10.19.2021

[film] Dune (2021)

10月15日、金曜日の晩、Tohoシネマズの新宿のIMAX Laserで見ました。

この日は会社を休んで、水戸でPipilotti Ristみて、府中に移動して動物の絵を見て、じゅうぶんへろへろだったのだが、寝なかった(うるさくて寝れんだろ)。

原作は読んでいなくて、84年のDavid Lynch版も見ていない。Lynch版て、公開当時は周囲にだーれも勧めている人いなくて、Stingのビジュアルだってあんなだし、そういうの見るくらいなら、ってレコード屋に行っていた。
監督はDenis Villeneuve、脚本にはEric Rothがいるのね。どの辺を書いたのかしら。
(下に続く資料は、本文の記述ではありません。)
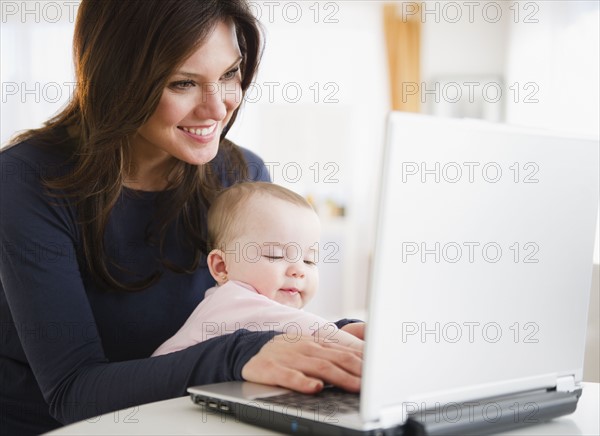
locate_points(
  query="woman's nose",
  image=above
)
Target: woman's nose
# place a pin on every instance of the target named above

全体としては、昔(今もやっているのか?)自然史博物館とかのIMAXシアターでやっていた大自然の驚異とか宇宙の神秘とかについてのやたら壮大に見えたフィルムのよう – それくらいメカや衣装も含めたヴィジュアルのありそうなかんじ – たっぷりのお金をかけているっぽい完成度は高い。
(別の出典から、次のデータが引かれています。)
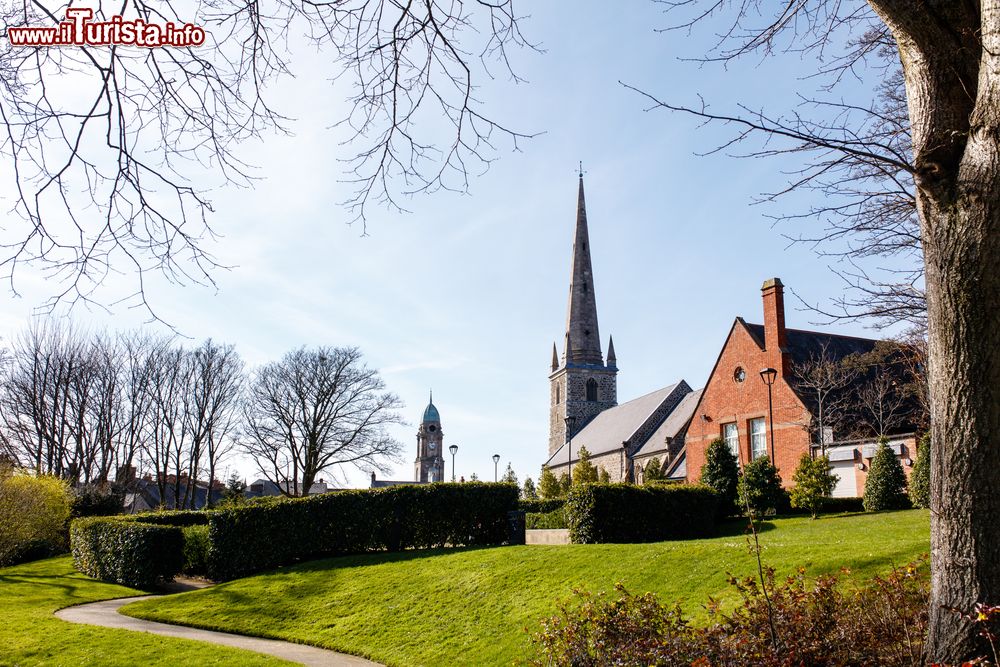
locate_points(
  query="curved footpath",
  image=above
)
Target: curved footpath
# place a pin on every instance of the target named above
(105, 614)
紀元一万年くらいの未来の惑星アラキス - 砂の惑星Dune - だけが産出する鉱物資源メランジ(俗称スパイス)の採掘利権を巡るお家間の抗争で、善玉と悪玉は見ただけでわかるし、どっちかわからないミステリアスな民もいるし、大河ドラマみたいなオールスター揃い(Star WarsとAquamanとThanosとSpider-ManとMission: ImpossibleとLittle Womenの.. )で、原作はもっと深くてすごいの(映画化不能な壮大さ - 多くの作家が映画化を夢見た、云々)かも知れないけど、この映画を見た限りだとそんなかんじ。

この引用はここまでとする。